The fact that “knowledge is an ocean” and “there is no end to learning” are well-known to all Muslims. Every Muslim has to acquire a minimum level of knowledge of Islam that will enable him to lead a 24-hour and a 365-day life according to Allah’s chosen way of life. “Acquiring knowledge is compulsory upon every Muslim male and female” – Hadith. The way every individual goes about doing this is his personal choice. However, Islamic literature is one of the easiest and most effective method of acquiring a sound Islamic education.
A Book: An Easy-Going Companion
A book does not dictate the pace of learning. It has no fixed times. It is not limited or restricted to space or venue. Books do not make any demands nor do they get tired. Books can be studied in the privacy of the home at one’s own leisure and pace. Books are not limited to just one person,; the whole family can benefit from a single book and for many years on end.
Today when a deluge of filthy and unsavory reading material is flooding the homes of the world, it is time that Muslims turned quickly towards good, authentic Islamic literature to fill their homes and adorn their bookshelves. Remember, a vacuum does not remain void for long. It has to be filled sooner or later. Rather than letting it fill with the wrong, let it be filled with what is right and wholesome! Islamic literature is a little candle of light and guidance in the pitch dark night of misguidance outside.
Books bind the family
Books can provide hours of joy for the Muslim family if read as a family unit. It helps to cement the family bond of love and caring. Instead of the home being a ‘motel’ housing ‘strangers’ on their own course of life (the present home atmosphere), it will bring everyone together in a shared activity. It helps to imbue the mind of young and growing children with the wonderful values of Islam. It will also help to rid the home of the evil and negative influences of the twin-terrors: TV and videos.
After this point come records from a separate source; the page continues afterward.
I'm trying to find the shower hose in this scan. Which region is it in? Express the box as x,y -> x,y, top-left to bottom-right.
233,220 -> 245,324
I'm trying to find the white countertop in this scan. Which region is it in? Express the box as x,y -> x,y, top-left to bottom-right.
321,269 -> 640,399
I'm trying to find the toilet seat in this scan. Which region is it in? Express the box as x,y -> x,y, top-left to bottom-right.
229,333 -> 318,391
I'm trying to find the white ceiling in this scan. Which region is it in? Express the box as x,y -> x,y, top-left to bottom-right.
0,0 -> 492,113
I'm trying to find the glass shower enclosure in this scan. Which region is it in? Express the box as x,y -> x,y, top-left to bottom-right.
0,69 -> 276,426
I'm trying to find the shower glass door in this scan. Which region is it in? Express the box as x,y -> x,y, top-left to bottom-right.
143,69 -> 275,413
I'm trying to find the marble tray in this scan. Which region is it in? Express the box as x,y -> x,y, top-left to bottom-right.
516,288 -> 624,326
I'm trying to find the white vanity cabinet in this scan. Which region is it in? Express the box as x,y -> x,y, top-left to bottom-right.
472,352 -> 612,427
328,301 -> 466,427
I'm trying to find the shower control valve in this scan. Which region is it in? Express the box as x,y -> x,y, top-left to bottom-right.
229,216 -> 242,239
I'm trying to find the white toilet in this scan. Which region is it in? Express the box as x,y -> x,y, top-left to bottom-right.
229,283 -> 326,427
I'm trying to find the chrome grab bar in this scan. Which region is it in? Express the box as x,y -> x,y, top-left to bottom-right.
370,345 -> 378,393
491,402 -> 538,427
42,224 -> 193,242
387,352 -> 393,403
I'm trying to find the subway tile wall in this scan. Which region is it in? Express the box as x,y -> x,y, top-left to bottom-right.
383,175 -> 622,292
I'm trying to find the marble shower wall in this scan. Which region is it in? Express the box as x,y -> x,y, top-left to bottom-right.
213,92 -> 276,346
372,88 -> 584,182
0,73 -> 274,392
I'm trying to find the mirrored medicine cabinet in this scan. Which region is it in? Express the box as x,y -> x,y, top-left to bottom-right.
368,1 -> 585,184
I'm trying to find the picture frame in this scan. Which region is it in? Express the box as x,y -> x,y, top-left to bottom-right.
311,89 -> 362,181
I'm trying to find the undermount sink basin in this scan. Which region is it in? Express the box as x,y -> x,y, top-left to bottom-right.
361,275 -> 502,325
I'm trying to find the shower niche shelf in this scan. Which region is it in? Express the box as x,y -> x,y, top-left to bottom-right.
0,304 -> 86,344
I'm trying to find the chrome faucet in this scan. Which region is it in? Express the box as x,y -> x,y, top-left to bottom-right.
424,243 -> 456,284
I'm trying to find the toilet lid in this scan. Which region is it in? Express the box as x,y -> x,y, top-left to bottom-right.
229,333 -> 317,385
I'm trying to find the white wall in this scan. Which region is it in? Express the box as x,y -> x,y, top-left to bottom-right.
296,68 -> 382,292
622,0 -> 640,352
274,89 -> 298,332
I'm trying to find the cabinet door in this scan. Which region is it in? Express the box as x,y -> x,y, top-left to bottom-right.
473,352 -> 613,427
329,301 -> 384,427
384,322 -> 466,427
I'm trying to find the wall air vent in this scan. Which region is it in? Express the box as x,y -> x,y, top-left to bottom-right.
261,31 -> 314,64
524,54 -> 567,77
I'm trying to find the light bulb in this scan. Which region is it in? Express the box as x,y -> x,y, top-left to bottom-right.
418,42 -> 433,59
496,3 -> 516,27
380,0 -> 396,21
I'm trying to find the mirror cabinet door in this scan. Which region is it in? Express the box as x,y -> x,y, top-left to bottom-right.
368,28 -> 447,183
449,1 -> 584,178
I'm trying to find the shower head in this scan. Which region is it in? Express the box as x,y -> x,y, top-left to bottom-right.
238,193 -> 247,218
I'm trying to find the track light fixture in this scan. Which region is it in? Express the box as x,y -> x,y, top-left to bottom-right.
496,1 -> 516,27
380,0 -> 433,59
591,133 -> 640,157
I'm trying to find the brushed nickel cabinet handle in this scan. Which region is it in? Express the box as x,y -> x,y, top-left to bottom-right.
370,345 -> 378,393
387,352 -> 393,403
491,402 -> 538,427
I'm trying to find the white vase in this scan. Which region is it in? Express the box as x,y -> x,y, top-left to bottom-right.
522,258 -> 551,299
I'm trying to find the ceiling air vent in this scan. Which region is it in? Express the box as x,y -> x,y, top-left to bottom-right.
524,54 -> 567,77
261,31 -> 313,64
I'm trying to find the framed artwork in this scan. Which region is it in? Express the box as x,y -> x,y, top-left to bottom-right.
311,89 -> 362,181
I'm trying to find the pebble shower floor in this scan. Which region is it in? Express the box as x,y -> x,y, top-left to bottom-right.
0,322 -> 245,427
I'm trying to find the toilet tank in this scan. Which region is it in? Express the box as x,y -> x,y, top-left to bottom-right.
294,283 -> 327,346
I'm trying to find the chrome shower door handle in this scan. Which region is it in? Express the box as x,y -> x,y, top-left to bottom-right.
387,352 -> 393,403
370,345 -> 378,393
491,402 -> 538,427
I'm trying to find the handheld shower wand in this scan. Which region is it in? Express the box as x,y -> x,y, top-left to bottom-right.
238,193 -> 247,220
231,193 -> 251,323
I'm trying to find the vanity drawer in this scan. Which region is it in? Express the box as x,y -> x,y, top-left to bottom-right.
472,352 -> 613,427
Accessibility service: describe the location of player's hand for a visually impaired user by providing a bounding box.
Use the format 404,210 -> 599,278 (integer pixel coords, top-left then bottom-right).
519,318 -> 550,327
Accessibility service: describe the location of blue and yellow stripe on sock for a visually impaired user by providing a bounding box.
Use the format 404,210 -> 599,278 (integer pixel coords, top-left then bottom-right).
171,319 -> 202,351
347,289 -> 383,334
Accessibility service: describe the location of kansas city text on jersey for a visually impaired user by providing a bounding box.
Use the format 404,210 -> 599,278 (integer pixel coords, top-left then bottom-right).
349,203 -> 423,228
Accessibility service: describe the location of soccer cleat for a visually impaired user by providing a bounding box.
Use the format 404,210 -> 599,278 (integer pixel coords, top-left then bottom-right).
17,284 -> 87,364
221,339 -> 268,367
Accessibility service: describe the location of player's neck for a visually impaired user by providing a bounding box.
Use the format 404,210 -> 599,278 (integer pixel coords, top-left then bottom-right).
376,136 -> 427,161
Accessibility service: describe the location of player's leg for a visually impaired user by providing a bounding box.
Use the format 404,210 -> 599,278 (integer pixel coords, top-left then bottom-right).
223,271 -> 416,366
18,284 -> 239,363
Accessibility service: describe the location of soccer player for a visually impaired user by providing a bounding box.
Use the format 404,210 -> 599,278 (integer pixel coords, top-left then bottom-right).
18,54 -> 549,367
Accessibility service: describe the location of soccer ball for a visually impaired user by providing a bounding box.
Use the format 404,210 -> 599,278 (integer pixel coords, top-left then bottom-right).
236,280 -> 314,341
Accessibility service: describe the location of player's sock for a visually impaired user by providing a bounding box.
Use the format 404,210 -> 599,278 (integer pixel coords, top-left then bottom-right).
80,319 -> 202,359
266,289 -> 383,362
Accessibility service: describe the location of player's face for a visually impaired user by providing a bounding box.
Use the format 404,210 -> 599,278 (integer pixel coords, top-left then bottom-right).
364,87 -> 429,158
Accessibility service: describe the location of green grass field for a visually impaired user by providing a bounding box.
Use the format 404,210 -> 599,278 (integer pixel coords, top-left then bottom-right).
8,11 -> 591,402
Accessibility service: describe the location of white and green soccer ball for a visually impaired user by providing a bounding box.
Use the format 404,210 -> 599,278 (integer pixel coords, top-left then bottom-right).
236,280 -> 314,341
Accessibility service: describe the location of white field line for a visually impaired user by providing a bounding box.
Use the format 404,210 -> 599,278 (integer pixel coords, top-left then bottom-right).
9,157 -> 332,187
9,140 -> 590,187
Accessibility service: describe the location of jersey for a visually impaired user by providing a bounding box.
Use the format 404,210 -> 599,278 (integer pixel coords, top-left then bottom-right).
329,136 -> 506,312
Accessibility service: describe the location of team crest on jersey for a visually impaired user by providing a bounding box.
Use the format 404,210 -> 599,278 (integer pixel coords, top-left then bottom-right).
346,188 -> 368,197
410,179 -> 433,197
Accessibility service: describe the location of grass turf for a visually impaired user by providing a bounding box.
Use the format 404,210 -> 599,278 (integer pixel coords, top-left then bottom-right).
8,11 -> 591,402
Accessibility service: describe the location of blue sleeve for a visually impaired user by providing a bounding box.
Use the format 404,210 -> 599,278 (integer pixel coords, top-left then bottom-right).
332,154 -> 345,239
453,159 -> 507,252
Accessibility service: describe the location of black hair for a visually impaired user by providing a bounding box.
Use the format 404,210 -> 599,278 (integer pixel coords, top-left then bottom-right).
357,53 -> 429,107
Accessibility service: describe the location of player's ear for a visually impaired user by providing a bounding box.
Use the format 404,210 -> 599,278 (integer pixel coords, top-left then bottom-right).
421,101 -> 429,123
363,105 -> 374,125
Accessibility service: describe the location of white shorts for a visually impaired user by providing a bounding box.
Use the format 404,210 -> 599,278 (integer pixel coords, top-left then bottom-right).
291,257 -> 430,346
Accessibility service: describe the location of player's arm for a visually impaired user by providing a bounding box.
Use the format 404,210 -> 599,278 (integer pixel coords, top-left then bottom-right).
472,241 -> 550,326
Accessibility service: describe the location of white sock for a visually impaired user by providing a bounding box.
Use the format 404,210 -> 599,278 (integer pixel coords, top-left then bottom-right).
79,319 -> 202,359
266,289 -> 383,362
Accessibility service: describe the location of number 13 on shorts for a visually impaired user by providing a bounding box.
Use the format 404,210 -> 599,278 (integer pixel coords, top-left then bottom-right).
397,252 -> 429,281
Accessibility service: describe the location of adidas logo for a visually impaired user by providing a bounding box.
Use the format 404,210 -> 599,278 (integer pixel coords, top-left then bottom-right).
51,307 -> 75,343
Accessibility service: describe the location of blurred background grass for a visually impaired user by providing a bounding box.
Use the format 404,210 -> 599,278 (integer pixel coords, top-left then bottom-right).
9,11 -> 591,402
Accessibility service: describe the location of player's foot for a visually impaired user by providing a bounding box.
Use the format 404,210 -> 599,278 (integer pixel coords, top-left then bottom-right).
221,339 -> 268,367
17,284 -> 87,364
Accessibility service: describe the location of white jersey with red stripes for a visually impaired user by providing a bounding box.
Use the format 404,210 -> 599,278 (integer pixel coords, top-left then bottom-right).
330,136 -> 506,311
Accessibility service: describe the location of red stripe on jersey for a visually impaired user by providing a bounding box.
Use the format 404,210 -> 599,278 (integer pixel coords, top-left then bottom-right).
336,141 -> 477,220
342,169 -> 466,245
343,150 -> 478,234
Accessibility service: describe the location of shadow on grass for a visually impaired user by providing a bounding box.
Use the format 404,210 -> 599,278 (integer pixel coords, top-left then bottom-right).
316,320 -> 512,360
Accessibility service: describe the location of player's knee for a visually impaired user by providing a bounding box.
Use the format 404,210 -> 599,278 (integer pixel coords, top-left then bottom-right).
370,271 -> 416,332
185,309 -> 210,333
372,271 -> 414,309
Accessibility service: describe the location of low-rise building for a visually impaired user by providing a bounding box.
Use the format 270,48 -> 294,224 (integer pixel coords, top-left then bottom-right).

Take note of five sentences of brief advice at this point:
1. Be extra careful about the choice of Islamic literature one reads. Not every nice-sounding title is safe to read. It’s a minefield out there. Always ask the opinion of a learned, trusted, experienced elder [and scholar] before buying or reading anything.
2. Islamic literature always contains an element of Qur’an and Hadith. Great respect must be shown to books of this nature. It must also be studied with respect and dignity, never with outstretched legs or in any disrespectful posture. Also endeavor to be with Wudu. Keep [the book] in a clean, high and respectful place. Do not scratch, tear or mishandle. If worn out, bury [it] with respect.
3. Buying or borrowing a book is one thing. Reading is another. Many people tend to confuse the two. Just having it is not good enough. It has to be read to be useful and beneficial.
4. Set aside time for reading, say 15-20 minutes daily at a fixed time. This will help with self-discipline.
5. Try and establish a little library corner or bookshelf in the home. Also strive to establish a reasonable Islamic library in every Muslim locality. This will be very beneficial, especially for those who are eager to read but cannot afford it.
Invest in a good book today. It should last a lifetime and beyond. If not you, [then] your children or grandchildren might appreciate it some day!